Methods. The relationships between braking force (F) and peak velocity (V) have been determined for cycling and cranking exercises in 18 male volleyball players of a district league. According to previous studies, these F-V relationships were assumed to be linear and were expressed as follows: V=V0 (1-F/F0), where V0 should be an estimate of the maximal velocity at zero brak-
ing force whereas F0 is assumed to be a braking force corresponding to zero velocity.
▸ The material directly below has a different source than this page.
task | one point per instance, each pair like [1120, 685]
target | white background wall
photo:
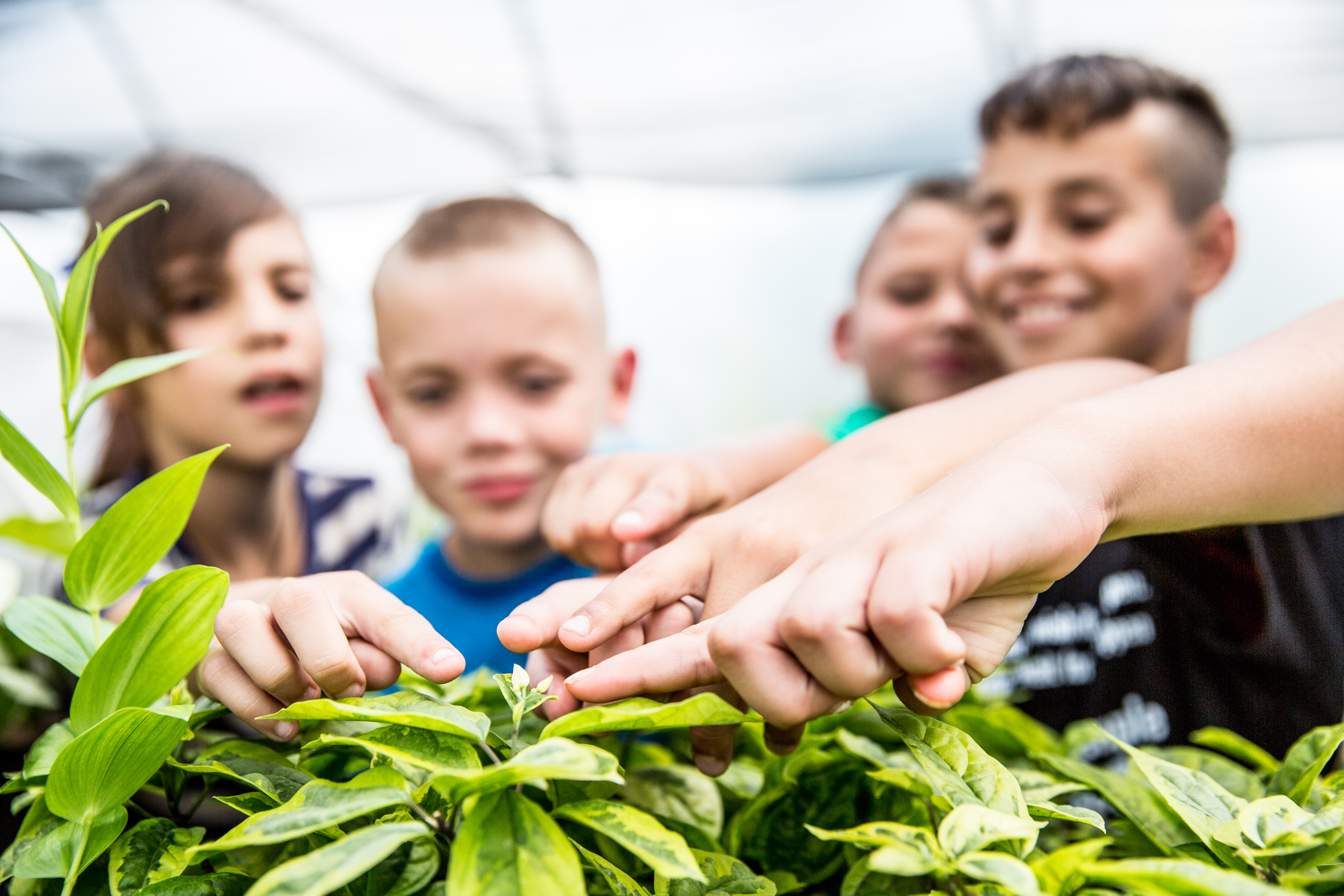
[728, 293]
Maximal anaerobic power in cycling (Pmax leg) and cranking (Pmax arm) were calculated as equal to 0.25 V0F0. The same subjects performed a vertical jump test (VJ) and a strength test on an isometric leg press with the measurement of the unilateral isometric maximal voluntary force (MVF) and indices of rate of isometric force development (RFD): maximal rate of force development (MRFD) and the time from 25% to 50% of MVF (T25-50).
Results. Pmax leg (15.8 ± 1.4 W.kg-1) and V0 arm (259.6 ± 13.1 rpm) were high but similar to the results of elite athletes, previously collected with the same protocols and the same devices. VJ was significantly correlated with F0 leg, Pmax leg and Pmax arm related to body mass. The performances of the dynamic tests were significantly correlated and especially the parameters (V0, F0, Pmax) of the force velocity tests in cycling were significantly correlated with the same parameters in cranking. The results of the isometric tests (MVF, MRFD) were not correlated with VJ, except T25-50 of the left leg.
Conclusions. A vertical jump test and a force velocity test with the arms are proposed for a test battery in volleyball players.